In terms of brand extensions, what sort of non-endemic brands perform well in the cannabis and CBD space?

We are seeing more retailers accommodate CBD products than mainstream brands by extending their product lines into CBD. Categories that would make for a natural extension into CBD include cosmetics and beauty, sports and pain management and general wellness. Sports teams and leagues are starting to integrate CBD-infused products into their training, pain management and on-court and on-field regimens, so there are potential opportunities to extend and productize their brands for the consumer to benefit from. 
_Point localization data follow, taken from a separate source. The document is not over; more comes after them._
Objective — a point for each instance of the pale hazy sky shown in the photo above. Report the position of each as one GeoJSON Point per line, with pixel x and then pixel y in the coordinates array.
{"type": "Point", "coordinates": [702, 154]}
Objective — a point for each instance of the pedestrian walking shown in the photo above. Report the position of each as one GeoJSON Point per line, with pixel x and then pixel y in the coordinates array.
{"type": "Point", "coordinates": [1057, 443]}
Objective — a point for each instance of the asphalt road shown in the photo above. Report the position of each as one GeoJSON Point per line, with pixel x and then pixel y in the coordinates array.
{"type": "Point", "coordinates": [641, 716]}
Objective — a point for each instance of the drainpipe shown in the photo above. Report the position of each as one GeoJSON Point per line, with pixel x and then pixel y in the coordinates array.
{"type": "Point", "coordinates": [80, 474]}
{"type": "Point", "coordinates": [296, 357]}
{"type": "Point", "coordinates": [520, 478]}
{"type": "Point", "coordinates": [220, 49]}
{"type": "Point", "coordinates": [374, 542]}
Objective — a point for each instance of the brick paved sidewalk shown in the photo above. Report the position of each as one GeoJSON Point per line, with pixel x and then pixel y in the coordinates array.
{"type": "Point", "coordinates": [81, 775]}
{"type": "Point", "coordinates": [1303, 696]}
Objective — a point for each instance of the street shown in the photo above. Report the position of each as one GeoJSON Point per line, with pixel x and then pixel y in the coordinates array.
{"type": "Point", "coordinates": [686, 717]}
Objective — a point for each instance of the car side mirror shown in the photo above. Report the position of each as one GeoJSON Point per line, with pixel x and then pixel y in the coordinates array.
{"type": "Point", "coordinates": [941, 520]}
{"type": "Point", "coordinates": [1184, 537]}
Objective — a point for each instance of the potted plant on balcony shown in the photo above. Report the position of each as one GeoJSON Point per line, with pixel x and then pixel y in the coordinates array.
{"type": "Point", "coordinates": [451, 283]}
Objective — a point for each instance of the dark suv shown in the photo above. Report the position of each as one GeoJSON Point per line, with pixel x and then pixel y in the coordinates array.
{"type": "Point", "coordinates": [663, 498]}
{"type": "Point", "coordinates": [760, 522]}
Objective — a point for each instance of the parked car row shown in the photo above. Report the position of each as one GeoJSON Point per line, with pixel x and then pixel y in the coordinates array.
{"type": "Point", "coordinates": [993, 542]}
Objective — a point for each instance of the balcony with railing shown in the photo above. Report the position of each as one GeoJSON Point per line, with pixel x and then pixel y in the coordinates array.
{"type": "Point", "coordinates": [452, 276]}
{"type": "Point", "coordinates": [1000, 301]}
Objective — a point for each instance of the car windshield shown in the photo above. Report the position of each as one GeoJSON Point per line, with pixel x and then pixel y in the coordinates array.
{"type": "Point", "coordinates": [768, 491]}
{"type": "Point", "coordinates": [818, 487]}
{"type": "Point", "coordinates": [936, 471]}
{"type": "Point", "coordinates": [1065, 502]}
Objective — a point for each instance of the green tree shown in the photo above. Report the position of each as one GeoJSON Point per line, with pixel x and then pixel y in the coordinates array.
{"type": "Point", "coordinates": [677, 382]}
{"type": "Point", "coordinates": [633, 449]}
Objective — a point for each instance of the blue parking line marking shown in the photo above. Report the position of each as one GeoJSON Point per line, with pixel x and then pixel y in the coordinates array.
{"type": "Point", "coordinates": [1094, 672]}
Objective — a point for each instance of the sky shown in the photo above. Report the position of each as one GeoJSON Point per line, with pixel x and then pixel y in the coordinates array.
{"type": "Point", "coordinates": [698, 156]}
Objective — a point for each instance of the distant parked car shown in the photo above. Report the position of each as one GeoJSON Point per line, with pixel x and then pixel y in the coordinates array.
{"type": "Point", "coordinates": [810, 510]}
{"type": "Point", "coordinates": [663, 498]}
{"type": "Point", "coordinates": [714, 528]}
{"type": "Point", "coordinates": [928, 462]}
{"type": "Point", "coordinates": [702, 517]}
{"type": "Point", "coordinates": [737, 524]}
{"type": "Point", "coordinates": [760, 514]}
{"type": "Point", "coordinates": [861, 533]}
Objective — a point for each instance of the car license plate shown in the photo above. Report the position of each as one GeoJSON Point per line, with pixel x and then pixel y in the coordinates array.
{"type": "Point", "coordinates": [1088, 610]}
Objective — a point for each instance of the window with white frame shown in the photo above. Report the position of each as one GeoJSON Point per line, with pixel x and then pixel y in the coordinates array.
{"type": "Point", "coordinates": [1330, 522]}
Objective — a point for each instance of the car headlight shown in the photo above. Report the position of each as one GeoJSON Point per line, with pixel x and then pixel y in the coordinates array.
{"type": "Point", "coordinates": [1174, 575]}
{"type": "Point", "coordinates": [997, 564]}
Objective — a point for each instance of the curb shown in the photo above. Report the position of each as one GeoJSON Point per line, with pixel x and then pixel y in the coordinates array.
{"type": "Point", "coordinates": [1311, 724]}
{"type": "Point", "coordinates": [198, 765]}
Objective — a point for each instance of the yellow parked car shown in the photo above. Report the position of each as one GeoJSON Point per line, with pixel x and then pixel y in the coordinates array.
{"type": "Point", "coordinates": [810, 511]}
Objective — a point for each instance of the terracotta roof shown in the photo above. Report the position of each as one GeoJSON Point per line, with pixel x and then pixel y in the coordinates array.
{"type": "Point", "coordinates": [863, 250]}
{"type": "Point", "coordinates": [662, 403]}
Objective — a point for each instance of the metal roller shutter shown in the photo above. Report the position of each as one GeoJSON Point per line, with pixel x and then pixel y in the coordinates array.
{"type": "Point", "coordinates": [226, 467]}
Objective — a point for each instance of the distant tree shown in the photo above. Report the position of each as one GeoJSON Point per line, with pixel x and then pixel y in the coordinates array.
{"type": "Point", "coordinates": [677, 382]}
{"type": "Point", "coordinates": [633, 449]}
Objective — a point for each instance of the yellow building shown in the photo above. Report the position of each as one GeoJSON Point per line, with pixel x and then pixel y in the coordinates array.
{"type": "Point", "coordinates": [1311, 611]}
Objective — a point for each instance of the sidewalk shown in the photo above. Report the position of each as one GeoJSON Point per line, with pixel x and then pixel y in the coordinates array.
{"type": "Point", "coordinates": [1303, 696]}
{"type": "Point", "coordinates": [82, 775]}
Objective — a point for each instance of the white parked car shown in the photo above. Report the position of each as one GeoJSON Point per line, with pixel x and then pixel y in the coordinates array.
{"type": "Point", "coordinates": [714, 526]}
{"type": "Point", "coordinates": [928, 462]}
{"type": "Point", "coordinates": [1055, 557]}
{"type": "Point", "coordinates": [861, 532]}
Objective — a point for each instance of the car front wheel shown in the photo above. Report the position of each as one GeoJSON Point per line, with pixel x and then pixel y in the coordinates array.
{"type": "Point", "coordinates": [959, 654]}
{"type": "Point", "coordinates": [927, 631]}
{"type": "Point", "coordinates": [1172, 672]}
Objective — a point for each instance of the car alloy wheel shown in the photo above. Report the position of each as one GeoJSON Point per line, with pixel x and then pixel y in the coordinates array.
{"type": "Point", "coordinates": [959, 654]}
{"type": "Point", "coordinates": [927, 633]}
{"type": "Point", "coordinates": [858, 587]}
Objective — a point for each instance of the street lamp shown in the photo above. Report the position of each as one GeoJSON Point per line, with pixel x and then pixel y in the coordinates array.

If established brands are willing to invest the time and money, they should be able to yield a significant return when introducing a CBD-infused product line as an extension of an existing trusted branded experience. It will depend on how natural the extension is.  

How has CBD and cannabis helped your well-being during mandatory stay-at-home orders?

CBD – derived from marijuana, not hemp – and THC are part of my daily regimen to help with everything from pain and anxiety to sleep. I also use hemp-derived products from our Hempathy skincare collection because it makes me feel good, and feeling good equates to better productivity. No secrets there. 

Edibles are a great way to ingest CBD, THC or a combo of both and these typically come in the form of sugar-based snacks, ready-to-drink beverages and tinctures. CBD infused bath bombs are also great for soaking away aches and pains. Finding the right combination can certainly make your isolated days more interesting and your nights more fun and less restless. 

How can CBD brands leverage online platforms to reach consumers as brick-and-mortar shops temporarily close for social distancing measures?

Given the advertising restrictions, selling CBD products online remains a challenge but even still, everyone is doing it and finding ways to acquire new customers while trying to retain existing ones. The critical key is building trust with consumers, if you have a product that can benefit them in some way or another. 

Consumers are confused about CBD and what it can do to help them. Retailers are as well. There’s a reason why many CBD products are sitting on shelves all over the country, most likely because consumers don’t yet understand the benefits and recognize the brand – with very few exceptions. Brands can help solve the consumer benefit equation through a combination of educational content marketing – with trusted key opinion leaders and targeted online content distribution – and physical sampling. Tried and tested collaborations with like-minded brands in simple exchanges of value might include sample products in each other’s direct-to-consumer packages, or a digital version of this can help to reach and engage consumers. As an example, we recently partnered our new Hempathy skincare brand with Brands X Better and joined a growing coalition of like-minded brands to help support those less fortunate.